Step 1: Determining Metabolic Rate and Caloric Requirements

Many dieters make the mistake of starving themselves in an attempt to lose fat through extreme calorie deficits. Even though this method may produce results in the short run, it causes a drop in metabolic rate, which is counterproductive. This results in quickly diminishing returns and rapid regain of weight after ending the diet. Therefore, one of the most important components of a keto diet plan is knowing your basal metabolic rate (BMR) and assuring that your caloric intake remains in the optimal fat and weight loss zone.

The body constantly burns energy and generates heat through a process known as thermogenesis. Your BMR is the amount of energy (calories) you would through this process in a given day if at rest. Your total calorie expenditure is the sum of your BMR and the additional calories you burn through physical activity throughout the day. Simply put, if you injest more calories than this total you will gain weight while if you injest less calories you will lose weight.
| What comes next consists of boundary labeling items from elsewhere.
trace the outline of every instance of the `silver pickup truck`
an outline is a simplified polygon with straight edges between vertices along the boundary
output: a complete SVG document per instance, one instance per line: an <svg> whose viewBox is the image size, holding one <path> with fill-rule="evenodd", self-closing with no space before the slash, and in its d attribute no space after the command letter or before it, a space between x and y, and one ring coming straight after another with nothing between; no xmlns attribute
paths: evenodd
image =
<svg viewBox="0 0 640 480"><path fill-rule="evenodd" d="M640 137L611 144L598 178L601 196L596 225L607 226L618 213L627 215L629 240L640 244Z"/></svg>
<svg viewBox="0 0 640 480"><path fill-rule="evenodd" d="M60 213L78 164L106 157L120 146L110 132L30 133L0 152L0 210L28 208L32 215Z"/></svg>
Any number of online calculators can be used to calculate BMR, but you have to multiply by your activity level to find true maintenance calories. The maintenance calculator (http://www.muscleandstrength.com/tools/bmr-and-daily-calorie-calculator.html) from Muscle and Strength will help you find this number.
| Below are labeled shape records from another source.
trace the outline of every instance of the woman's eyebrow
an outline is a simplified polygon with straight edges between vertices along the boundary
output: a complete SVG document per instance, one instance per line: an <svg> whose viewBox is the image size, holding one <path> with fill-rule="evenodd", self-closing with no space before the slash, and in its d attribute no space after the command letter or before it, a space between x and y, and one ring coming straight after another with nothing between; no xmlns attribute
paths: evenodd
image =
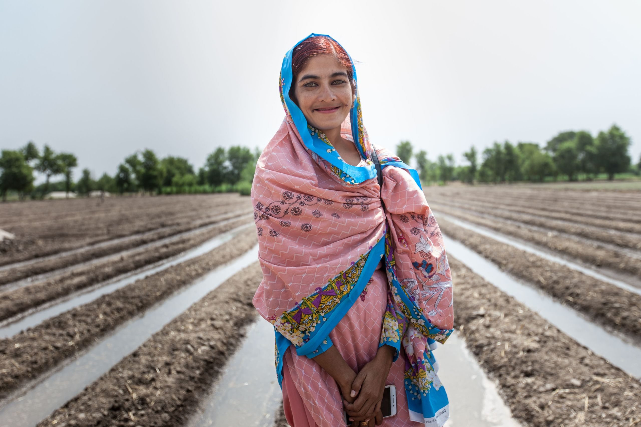
<svg viewBox="0 0 641 427"><path fill-rule="evenodd" d="M347 73L345 72L344 71L337 71L335 73L332 73L331 76L330 76L329 77L333 78L335 77L338 77L339 76L343 76L344 77L349 77L349 76L347 76ZM318 76L315 76L314 74L305 74L299 79L299 81L303 81L303 80L306 80L308 79L315 79L316 80L320 80L320 77L319 77Z"/></svg>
Step 2: Determine Target Calories

There are 3500 calories in one pound, which means that in order to lose one pound a week, you must eat 500 calories less than your maintenance number from Step 1. Although you can use a greater calorie deficit to lose weight more quickly, I suggest starting with this number. So, if you found that your BMR is 2500 calories per day, I would target 2000 calories per day to start.

Step 3: Determine Macronutrient Ratio

The macronutrient ratio for a keto diet plan should be

  • 65% calories from fat
  • 30% calories from protein
  • 5% calories from carbs.

Protein and carbohydrates have four calories per gram while fat has nine calories per gram.

So, for a 2000 calorie diet, your macros should look like this:

  • 65% Fat = 1300 calories (144 grams)
  • 30% Protein = 600 calories (150 grams)
  • 5% Carbs = 100 calories (25 grams)

Read over the list of Allowed Keto Diet Foods to get a good idea of what you will be eating to achieve these macros.

Step  4: Track Yourself for Success

Studies have shown that dieters that document and track their daily food intake are considerably more successful in achieving their goals. Therefore, I recommend using an online food tracker like my personal favorite, MyFitnessPal (www.myfitnesspal.com), which makes it easy to keep track of your caloric intake and macronutrients. I suggest installing the Net Carb script (http://userscripts.org/scripts/show/124645), which makes it extremely easy to keep track of net carbs and visually see your macronutrient ratio. In order to make this script work, it is necessary to make your MyFitnessPal Settings look like this image (http://i.imgur.com/JnKAW.png).

Additionally, keep track of your weight at the beginning of each day and, more importantly, your body fat percentage. Many scales nowadays have a bodyfat measurement included. Though body fat is notoriously hard to measure accurately and different scales will have wildly variable numbers, if you use the same method each day all that matters is a downward trend.